Bir lokantasında yemek yerken arka masama bir çift oturdu. Sağlarında araplar, sollarında ruslar vardı. Çiftin erkek üyesi: “ bak arapça ve rusça birbirine karışıyor “ dedi. Güzel bir nitelemeydi. Beyoğlu renklidir.
istanbul'un kültür lokomotifi ilçesi. istanbul'un en eski yerleşimlerinden ve ilk belediyesi. konut yoğunluğundan fazla boş alan ve arsası olmayan ilçe.
1960-70 li yıllarda insanlar husisi olarak fiyakalı giyinip husisi olarak özellikle hafta sonları gezmeye giderlermiş oraya. '' beyoğluna çıkalım'' mış adı...
yanındaki kadına sarılıp yürümek ayıp kaçar-mış o dönem.
''sen kendine mi güvenmiyorsun kaçıracaklar diye, yoksa yanındakine mi güvenmiyorsun kaçacak diye'' gibisinden..
gayrimüslüm komşularımızdan da hep benzeri şeyler duymuştum. sarılarak yürümek abes olurmuş... koluna takıp yürünürmüş yanındaki hanımla!
o zamanların rajonu öyleymiş. şimdiki beyoğlunun kritiğini yapan o insanlar katiyen oradan geçmiyorlardı bile.
galatasarayda 20 sene ikamet eden biri olarak şimdiki durumu hakkında yorum yapmıyorum.

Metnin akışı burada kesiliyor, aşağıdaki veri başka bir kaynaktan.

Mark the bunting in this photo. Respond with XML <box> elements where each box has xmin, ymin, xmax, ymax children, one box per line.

Türk göremedim bugün doğru dürüst. Hafta sonu akşamları da mı böyle yoksa hafta içi diye mi? Bolca ortadoğulu turist veya yerli, avrupalı turistler vs. Yiyenler de gezenler de. Hep mi böyle vaziyet artık o civarda?
istanbul'un tarihi yüzlerinden biri Beyoğlu ilçesidir. Veya bir diğer adıyla pera.
insanlar genellikle Osmanlı ile özdeşleşmiş eserleriyle ön plana çıkan fatih ilçesini (Suriçi) sevse de bana Beyoğlu daha güzel gelir.
Avrupa - Ceneviz mimarisi..
Sanki gerçek istanbul yalnız burası gibi.
Onca paha biçilemez tarihi eserden bir galata kulesinin manzarasına oturmak isterim mesela..
"iyi ki bilmiyor kalabalıklar,
yağmura bakmayı cam arkasından,
insandan insana şükür ki fark var;
-birine cennetse birine zindan-
iyi ki bilmiyor kalabalıklar."
rahmetli sezai karakoç üstadın yağmur duası isimli şiirini bana bir ömür anımsatacak olan ilçe.